On April 22, 2014, the Supreme Court, led by Justice Sotomayor in dissent, delivered a 100-page opinion, in Shuette v. Bamn, that provides our nation with a bold treatise on civil rights and political liberty, revealing both the landscape and the landmines to combating today’s denials of equal protection of our laws.
By upholding Michigan’s voter-approved ban on race as permissable attribute for public universities admissions preferences, the Court has allowed the voters of a State “to do what our Constitution forbids,” says Sotomayor in her 58-page dissent.
Sotomayor restates the law of equal protection and the role of the Supreme Court to remediate state circumvention of federal constitutional protections, weaving the Court’s precedent from the Civil War era through the 20th Century landmarks into this century’s grappling with how to reposition this jurisprudence to serve our future. Sotomayor called-upon the Court to stand and deliver liberty and justice for all by applying equal protection within the context of contemporary discrimination dynamics, especially in higher education, the specific issue addressed in Michigan.
At the heart of the issue is the use of special preferences in college admissions — legacy, race, geographic origin, athletic ability, donor relationships, uncommon talents, or peculiar interests— , a US constitutionally-valid common practice.
Under Michigan law, the members of the institution’s board determine these policies. However, Shuette arose because Michigan voters amended their state constitution to prohibit these boards from exercising their authority to select students based on race, but did not impose any restriction on their discretion to select students with any other attributes for special preference.
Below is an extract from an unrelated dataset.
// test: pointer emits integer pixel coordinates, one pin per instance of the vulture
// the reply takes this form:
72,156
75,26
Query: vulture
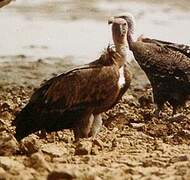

Thus, this amendment singled-out only those students who have race as their special attribute and denies them the equal protection of Michigan’s higher education law.
Therefore, it appears effortless to conclude, as did Justice Sotomayor and Justice Ginsberg, that the Michigan amendment violates the equal protection clause of the 14th amendment of the US Constitution.
The Michigan amendment on its face targets race specifically as opposed to any other attribute, and therefore, the only purpose of the amendment is to ensure that the race-attributed students are unable to have an equal opportunity to have their attribute accorded special preference.
The future of equal opportunity depends on the current interpretation of our past. But nobody should try to push us back in time.
Sotomayor’s dissent redevelops equal protection jurisprudence so it is useful for the current and likely future challenges.